Okay, I’m sure you guys are wondering why we keep asking about high rpm especially in the 300 kV range Most of us are working on long-range drones. The primary reason we keep hounding guys is due to a lack of high-voltage, low-amp ESCs aka, we need to work within the 25v-38v range at 0.5ah-1.5ah there are no esc that work within this range efficiently so due to this, we settle for 20ah esc, which are really inefficient we lose 200-300% because we are only using 5%-15% throttle instead of the normal 20%
Now, at the moment, I can get 24 grams per watts of thrust per watt. Most of my power losses are from ESCs, and at 34 grams per watt, it gets to the point with RC planes that we are actually having a stack of motors than it is to increase battery size, meaning with the right ratio of belt drive at 99% efficiency and stack running within the rpm range to lower back EMF. The wattmeter reads 44 grams per watt minus 20%, assuming I can get normal power losses from esc or foc
the outcome
Example 300 Wh/kg battery lets say you run 1.5kg glider whats better 300 watts = 1000g battery weight and a 50g motor that’s chewing 60 watts, making about 500g of thrust 5 hours runtime or glider of 1.5kg with a battery of 225 watts = 750g and stack of five motors 250g achieving 15w x 34 g/w = 510g of thrust with a runtime of 15 hours
Getting to the point of 34 grams per watt = unlimited range overnight solar plane. Now I know i am supposed to lose a bit power with esc but due to the low throttle, i am losing more than I should a lot more refer to image 1
Now the motor runs more efficiently at higher voltages The primary issue is that FOC is better suited to a voltage and amperage range than a ESC. that being said, how do I achieve this while minimising power waste
I need the best encoder for high rpm (1500 rpm-3000 rpm). also any issues i might run into
Does this run closed loop and open loop or just closed loop based on the wiring diagram? I only see closed loop ones, given the nature of what you’re using it for is robotics. I understand why you would not need to ask. if it’s only closed loop, I will need a sensor, probably a as5048a because of the higher speeds also if it does run both, is there a major efficiency difference between closed loop and open loop at higher speeds If so, keep in mind that based on the only data point I have of a similar motor, I have to assume that he was using a FOC device that was oversized, resulting in a similar throttle issue to the one I have with ESC, aka the FOC board was too big for the motor, given they do a very similar thing to an ESC in a different way. thats fine because this FOC is rated for 1a continuous use and 2.5a peak and the right voltage or two foc are very inefficient at high speeds or three user errors
Ideally i need someone with a 300-600 kV motor that’s running at 50%-80% of the FOC’s boards max wattage at high rpm (1500 rpm-3000rpm) I would need readings from a wattmeter after the FOC and before the FOC.

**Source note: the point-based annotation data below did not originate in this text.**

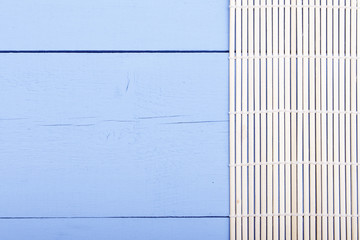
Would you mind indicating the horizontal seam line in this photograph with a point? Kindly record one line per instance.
(112, 217)
(114, 51)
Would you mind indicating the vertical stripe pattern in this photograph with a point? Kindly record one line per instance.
(294, 119)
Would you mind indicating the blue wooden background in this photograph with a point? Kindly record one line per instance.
(113, 119)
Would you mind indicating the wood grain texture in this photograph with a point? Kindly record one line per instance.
(114, 229)
(113, 135)
(114, 25)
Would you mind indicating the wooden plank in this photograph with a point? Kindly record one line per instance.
(114, 25)
(113, 134)
(127, 229)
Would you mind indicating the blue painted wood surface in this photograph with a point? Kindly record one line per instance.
(102, 135)
(113, 25)
(114, 229)
(113, 135)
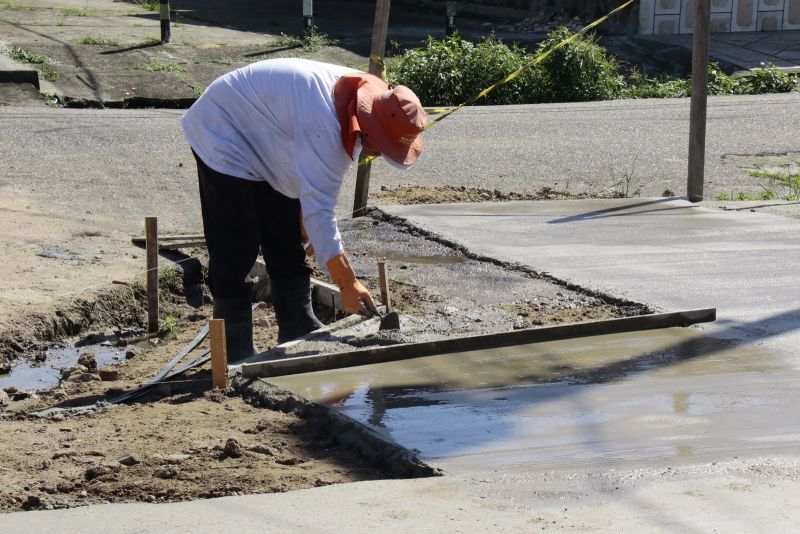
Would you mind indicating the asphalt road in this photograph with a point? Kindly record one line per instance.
(129, 163)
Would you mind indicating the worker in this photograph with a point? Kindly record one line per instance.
(273, 141)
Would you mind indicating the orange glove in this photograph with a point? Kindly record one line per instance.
(309, 248)
(355, 296)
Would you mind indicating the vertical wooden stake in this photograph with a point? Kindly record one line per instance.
(698, 106)
(164, 16)
(383, 276)
(379, 30)
(151, 246)
(308, 16)
(452, 7)
(219, 354)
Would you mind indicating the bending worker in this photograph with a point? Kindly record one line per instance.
(273, 141)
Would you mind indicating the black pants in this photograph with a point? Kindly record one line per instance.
(238, 216)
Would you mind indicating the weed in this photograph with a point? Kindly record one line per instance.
(97, 41)
(26, 56)
(73, 12)
(313, 41)
(158, 66)
(168, 326)
(49, 73)
(786, 181)
(149, 5)
(627, 184)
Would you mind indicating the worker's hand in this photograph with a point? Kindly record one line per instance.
(355, 296)
(309, 248)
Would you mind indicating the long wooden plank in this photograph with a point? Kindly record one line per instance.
(322, 362)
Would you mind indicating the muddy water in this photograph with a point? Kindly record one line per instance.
(30, 376)
(667, 394)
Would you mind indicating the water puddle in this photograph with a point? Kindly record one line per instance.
(38, 376)
(670, 393)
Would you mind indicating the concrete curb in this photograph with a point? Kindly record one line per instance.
(378, 450)
(14, 72)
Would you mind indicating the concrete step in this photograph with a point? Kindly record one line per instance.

in the end I am only using a foc because esc suck in terms sizing for long glider they use extremely small amounts of power
SimpleFOC Mini is just a driver board. You need a separate microcontroller to send PWM signals to it, and together with a position sensor you can create a closed loop system.
It doesn’t have current sense, so you will have to use voltage-based current limiting to reach high speed. That uses the measured rotor speed to estimate the back EMF and apply more voltage to counter it. It will probably be safe enough for flying, especially since DRV8313 has overcurrent protection. If your propeller hits an obstruction and stops instantly, you’ll get a pulse of high current that will probably trip the protection and shut it down, but your microcontroller can monitor the fault pin and reset the driver to try again. But you can probably achieve higher efficiency with current sense.
Another advantage of current sense is that you could try the flux observer. It uses the current sensors to interpret the rotor position, so you don’t need anything on the motor. I would be curious to see how its efficiency compares to using a position sensor.
I understand I have to use a microcontroller also with a close loop what are the efficiency gains I noticed a lot of people that are just using open loop and getting relatively high rpm based on my needs if I’m losing single digit percentages of power powering the sensor might not be worth it
Also the current sense you mentioned is it a factor of the foc mini doesn’t have it or is it a factor of it has to be paired with the right micro control like an esp32 instead Arduino the problem being I struggled to find this board as I said before I’m worried that using a board at a larger size at lower throttle will result in similar inefficiencies that I get with escs as they operate very similar ideally I want to use the board at about within its continuous operating range
FOC Mini doesn’t have it, and it’s generally impractical to add as a separate component. But you certainly could try without current sense and see how it does.
I don’t know if there are any readily available micro size boards with current sense. You could check with @rambros if he has any extras of his DRV8316 board you could buy.
I’m also plotting a design with MAX22213 and STM32G431KBU3 which is in the right ballpark.